Die FACC AG, ein österreichischer Hersteller von Luft-und Raumfahrzeugkomponenten, meldete für das erste Halbjahr 2026 eine Umsatzsteigerung von 8,6 % auf 526,3 Millionen Euro gegenüber 484,7 Millionen Euro im gleichen Zeitraum des letzten Jahres. Die Flugzeug-Produktionsraten wurden bei den bedeutenden OEMs gesteigert.
Der Gewinn vor Zinsen und Steuern stieg um 37,9 % auf 25,3 Millionen €, wodurch die EBIT-Marge um 100 Basispunkte auf 4,8 % stieg. Der freie Cashflow steigerte sich um 54 % auf 48,9 Millionen €, während der Nettoverbindlichkeitswert um 16 % auf 182,7 Millionen € sank. Die Verschuldungsquote verbesserte sich von 2,67x zu Jahresende 2025 auf 2,05x, was eine stärkere Cash-Generierung und geringere Investitionen widerspiegelte.
Der Umsatz mit Kabine-Innenausstattungen stieg gegenüber dem Vorjahr um 17 % auf 252,6 Mio. € und wurde vor allem durch eine 35,8 %-ige Zunahme der Lieferungen von mittleren Geschäftsjets in den letzten vier Jahren angetrieben.
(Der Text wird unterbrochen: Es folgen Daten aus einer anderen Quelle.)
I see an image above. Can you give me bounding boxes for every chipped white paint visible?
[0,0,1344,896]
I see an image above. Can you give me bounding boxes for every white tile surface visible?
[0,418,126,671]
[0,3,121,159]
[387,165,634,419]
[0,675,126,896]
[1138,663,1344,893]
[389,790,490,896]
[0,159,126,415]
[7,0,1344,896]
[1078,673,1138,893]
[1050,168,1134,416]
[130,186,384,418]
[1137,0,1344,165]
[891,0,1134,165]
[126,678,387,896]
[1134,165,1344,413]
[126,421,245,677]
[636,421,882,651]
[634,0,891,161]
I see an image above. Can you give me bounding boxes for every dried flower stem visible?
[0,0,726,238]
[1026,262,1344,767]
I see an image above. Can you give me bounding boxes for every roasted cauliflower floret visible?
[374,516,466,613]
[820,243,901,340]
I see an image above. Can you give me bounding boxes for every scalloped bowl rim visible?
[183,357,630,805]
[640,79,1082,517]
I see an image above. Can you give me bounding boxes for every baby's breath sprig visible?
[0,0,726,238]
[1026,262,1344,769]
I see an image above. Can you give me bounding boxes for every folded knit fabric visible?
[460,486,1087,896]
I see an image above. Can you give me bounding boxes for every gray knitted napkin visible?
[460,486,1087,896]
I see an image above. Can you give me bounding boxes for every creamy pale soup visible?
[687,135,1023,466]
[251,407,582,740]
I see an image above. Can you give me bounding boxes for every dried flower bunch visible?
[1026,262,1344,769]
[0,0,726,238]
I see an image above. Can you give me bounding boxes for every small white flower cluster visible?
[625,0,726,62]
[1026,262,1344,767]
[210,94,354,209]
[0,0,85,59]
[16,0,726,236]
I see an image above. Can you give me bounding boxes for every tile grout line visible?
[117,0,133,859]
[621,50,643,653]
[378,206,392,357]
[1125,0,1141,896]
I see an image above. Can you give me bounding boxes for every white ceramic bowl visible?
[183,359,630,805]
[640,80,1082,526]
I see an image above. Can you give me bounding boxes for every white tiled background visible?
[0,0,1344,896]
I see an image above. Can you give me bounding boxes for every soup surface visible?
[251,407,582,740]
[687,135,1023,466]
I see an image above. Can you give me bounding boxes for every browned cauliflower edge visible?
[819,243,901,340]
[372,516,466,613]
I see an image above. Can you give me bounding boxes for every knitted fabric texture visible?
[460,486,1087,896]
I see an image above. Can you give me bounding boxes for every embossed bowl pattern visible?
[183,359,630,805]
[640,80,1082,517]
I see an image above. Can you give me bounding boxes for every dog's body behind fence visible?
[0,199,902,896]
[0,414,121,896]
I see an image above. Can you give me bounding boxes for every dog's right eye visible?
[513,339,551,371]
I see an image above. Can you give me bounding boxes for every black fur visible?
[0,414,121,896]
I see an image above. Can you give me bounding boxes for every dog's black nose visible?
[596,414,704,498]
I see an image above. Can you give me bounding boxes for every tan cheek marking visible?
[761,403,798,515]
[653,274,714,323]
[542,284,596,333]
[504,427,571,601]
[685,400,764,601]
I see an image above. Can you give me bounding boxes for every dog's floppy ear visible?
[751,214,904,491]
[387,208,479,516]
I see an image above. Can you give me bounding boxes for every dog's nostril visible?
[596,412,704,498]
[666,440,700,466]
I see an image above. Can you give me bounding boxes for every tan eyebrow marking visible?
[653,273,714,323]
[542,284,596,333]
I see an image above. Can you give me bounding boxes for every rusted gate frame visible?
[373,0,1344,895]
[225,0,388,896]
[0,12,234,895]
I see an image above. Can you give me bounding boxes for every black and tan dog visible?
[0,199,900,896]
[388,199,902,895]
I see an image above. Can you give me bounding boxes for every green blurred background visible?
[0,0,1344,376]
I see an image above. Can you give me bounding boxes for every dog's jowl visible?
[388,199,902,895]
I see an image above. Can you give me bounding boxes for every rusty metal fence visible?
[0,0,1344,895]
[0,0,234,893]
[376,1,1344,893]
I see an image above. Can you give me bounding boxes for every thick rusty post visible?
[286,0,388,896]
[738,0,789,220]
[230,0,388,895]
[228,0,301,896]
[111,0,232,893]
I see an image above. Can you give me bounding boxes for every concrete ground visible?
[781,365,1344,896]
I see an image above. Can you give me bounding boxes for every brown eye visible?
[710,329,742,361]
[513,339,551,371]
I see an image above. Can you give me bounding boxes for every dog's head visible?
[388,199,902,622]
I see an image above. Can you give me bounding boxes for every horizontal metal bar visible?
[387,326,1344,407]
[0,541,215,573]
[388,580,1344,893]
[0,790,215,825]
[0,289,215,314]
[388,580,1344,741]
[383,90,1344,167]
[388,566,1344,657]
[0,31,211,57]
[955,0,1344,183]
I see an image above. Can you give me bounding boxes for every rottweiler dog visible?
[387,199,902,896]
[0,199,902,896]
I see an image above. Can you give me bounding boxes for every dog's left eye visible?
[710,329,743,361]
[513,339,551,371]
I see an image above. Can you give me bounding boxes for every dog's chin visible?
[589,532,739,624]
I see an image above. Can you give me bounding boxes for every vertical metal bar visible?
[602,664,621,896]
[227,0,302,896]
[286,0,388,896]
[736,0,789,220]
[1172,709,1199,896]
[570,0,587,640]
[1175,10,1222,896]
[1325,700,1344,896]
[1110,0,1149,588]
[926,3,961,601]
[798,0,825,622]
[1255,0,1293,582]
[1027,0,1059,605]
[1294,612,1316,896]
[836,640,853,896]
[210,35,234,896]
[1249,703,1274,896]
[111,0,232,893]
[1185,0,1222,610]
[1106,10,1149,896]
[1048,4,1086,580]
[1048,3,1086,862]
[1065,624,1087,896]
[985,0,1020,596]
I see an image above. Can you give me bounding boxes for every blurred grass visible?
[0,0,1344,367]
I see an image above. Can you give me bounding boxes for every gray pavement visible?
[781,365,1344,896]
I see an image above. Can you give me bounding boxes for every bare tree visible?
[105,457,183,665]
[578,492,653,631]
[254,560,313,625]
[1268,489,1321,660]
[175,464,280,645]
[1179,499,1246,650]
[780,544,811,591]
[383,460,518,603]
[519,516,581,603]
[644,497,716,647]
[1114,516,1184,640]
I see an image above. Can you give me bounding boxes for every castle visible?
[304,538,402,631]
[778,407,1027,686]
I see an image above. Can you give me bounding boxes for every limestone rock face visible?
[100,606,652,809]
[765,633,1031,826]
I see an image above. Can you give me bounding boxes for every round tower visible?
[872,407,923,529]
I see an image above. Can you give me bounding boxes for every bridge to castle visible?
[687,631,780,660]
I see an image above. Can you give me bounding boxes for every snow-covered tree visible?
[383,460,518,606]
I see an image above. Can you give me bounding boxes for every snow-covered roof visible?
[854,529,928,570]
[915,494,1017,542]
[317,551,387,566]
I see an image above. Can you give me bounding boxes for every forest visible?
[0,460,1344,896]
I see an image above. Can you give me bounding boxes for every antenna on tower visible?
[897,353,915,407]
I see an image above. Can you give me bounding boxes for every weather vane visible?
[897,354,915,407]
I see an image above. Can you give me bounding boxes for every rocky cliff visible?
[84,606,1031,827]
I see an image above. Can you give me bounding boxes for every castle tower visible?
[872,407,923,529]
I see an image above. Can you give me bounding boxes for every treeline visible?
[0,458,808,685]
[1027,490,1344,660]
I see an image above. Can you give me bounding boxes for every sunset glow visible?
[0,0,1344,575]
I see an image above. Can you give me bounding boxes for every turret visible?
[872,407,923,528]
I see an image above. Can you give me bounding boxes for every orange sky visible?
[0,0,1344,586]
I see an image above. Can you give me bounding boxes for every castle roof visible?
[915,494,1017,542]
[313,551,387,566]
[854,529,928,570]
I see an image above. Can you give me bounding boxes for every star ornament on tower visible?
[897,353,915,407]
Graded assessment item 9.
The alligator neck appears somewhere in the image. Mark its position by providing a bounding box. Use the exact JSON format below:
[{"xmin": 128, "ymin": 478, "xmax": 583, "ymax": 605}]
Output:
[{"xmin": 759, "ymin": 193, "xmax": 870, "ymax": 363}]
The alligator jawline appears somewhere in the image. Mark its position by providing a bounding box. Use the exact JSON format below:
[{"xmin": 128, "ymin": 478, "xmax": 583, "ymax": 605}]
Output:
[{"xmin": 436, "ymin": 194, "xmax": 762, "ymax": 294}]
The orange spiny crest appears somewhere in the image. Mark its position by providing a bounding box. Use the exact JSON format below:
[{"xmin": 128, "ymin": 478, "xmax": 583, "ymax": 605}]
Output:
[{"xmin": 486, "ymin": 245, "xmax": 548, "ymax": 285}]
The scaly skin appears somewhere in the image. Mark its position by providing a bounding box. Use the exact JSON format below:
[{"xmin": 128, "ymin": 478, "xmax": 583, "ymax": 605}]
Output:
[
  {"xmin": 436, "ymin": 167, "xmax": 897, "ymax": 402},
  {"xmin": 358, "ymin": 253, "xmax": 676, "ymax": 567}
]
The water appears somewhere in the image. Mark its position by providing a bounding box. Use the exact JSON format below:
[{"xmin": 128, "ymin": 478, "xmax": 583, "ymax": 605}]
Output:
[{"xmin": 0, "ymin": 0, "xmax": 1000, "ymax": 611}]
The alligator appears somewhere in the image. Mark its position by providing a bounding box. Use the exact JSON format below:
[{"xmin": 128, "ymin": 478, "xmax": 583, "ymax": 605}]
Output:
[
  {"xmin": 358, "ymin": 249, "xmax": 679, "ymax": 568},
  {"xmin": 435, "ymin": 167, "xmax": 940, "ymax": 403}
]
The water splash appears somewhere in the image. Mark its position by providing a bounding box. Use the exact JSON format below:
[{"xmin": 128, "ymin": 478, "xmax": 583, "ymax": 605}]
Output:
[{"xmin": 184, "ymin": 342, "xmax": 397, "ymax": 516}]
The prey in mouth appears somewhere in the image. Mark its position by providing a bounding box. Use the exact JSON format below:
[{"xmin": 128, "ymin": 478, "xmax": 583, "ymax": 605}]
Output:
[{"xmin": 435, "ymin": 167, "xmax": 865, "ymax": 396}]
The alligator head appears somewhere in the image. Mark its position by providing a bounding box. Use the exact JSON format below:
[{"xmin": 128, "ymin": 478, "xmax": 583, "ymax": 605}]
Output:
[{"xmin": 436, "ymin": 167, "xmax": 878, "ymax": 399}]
Der Umsatz mit Aerostrukturen stieg um 6 % auf 184,4 Mio. €, während der Umsatz mit Triebwerken und Zählwerken um 6 % auf 89,4 Mio. € sinkte. Geschäftsjets machten 18 % des Gesamtumsatzes aus, wobei die EBIT-Margen je nach Segment zwischen 3,5 % in der Innenausstattung und 9,7 % bei den Triebwerken schwankten.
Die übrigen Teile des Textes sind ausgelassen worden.